Unsatisfactory solutions:
Make the caller of get_array_py() responsible for freeing the memory. That's super annoying; the caller should be able to treat this numpy array just like any other numpy array.
Copy the original array into a new numpy array (with its own, separate memory) in get_array_py, delete the first array, and free the memory inside get_array_py(). Return the copy instead of the original array. This is annoying because it's an ought-to-be unnecessary memory copy.
Is there a way to do what I want? I can't modify the C function itself, although I could add another C function to the library if that's helpful.

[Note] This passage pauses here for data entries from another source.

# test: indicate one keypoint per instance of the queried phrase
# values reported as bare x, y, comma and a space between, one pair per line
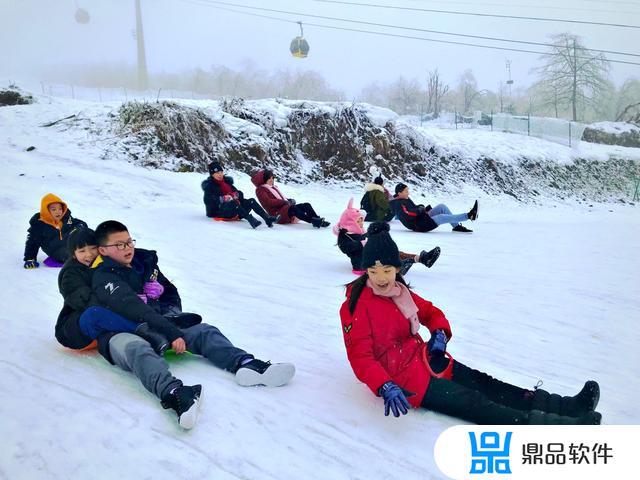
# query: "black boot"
253, 221
185, 401
473, 213
269, 220
536, 417
585, 401
158, 341
430, 257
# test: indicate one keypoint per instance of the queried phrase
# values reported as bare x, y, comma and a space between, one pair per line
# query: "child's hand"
179, 346
153, 290
31, 264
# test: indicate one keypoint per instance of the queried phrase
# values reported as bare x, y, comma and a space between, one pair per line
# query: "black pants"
476, 397
303, 211
242, 208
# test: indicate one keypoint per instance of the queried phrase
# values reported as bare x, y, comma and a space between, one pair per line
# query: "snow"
615, 128
534, 293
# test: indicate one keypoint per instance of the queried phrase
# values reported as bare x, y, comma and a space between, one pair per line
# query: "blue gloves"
437, 344
395, 399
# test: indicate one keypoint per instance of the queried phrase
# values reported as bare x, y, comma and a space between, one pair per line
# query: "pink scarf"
402, 298
275, 191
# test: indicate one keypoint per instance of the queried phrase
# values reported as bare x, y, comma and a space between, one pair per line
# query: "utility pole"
509, 82
143, 76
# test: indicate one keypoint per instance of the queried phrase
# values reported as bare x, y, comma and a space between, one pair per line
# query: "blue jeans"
441, 214
96, 320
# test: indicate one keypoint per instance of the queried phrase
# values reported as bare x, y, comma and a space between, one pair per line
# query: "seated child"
49, 230
424, 219
381, 318
352, 238
82, 320
222, 199
274, 202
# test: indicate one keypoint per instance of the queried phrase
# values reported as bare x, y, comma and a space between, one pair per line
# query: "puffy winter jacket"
412, 216
74, 283
273, 204
380, 346
44, 232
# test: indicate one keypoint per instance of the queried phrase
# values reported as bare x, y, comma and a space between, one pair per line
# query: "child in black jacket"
82, 320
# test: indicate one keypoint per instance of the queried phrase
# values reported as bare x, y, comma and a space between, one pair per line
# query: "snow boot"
257, 372
407, 263
473, 213
578, 405
429, 258
253, 221
536, 417
158, 342
185, 401
269, 220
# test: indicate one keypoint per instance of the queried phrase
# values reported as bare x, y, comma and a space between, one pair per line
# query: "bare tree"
405, 96
573, 74
435, 91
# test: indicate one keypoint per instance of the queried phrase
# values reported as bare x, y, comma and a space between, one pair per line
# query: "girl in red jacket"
381, 318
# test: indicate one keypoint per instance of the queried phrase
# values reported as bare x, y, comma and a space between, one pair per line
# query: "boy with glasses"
129, 282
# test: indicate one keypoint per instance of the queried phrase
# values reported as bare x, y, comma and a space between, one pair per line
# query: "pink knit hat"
348, 220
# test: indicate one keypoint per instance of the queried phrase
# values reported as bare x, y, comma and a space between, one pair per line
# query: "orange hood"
45, 214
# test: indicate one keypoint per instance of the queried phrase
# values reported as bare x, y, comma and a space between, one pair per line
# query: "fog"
41, 39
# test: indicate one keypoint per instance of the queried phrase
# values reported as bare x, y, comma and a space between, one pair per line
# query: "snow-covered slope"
534, 293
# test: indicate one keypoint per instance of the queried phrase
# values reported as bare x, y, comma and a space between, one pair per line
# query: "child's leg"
208, 341
133, 354
251, 204
459, 401
441, 214
96, 320
496, 390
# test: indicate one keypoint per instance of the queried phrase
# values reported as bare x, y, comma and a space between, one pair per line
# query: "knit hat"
80, 237
380, 247
215, 167
348, 220
400, 187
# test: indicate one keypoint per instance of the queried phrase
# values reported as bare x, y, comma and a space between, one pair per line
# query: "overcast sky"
184, 34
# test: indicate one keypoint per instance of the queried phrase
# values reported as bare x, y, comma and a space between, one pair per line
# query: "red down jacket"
380, 346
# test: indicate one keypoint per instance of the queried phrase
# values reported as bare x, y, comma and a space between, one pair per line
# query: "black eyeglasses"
123, 245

I just stumbled upon this question, which is still an issue in August 2013. Numpy is really picky about the OWNDATA flag: There is no way it can be modified on the Python level, so ctypes will most likely not be able to do this. On the numpy C-API level - and now we are talking about a completely different way of making Python extension modules - one has to explicitly set the flag with:
PyArray_ENABLEFLAGS(arr, NPY_ARRAY_OWNDATA);
On numpy < 1.7, one had to be even more explicit:
((PyArrayObject*)arr)->flags |= NPY_OWNDATA;
If one has any control over the underlying C function/library, the best solution is to pass it an empty numpy array of the appropriate size from Python to store the result in. The basic principle is that memory allocation should always be done on the highest level possible, in this case on the level of the Python interpreter.
As kynan commented below, if you use Cython, you have to expose the function PyArray_ENABLEFLAGS manually, see this post Force NumPy ndarray to take ownership of its memory in Cython.
The relevant documentation is here
and here.
I would tend to have two functions exported from my C library:
int get_array_c_nomalloc(float* addr, int nrows, int ncols); /* Pass addr as argument */
int get_array_c(float **addr, int nrows, int ncols); /* Calls function above */
I would then write my Python wrapper[1] of get_array_c to allocate the array, then call get_array_c_nomalloc. Then Python does own the memory. You could integrate this wrapper into your library so your user never has to be aware of get_array_c_nomalloc's existence.
[1] This isn't really a wrapper anymore, but instead is an adapter.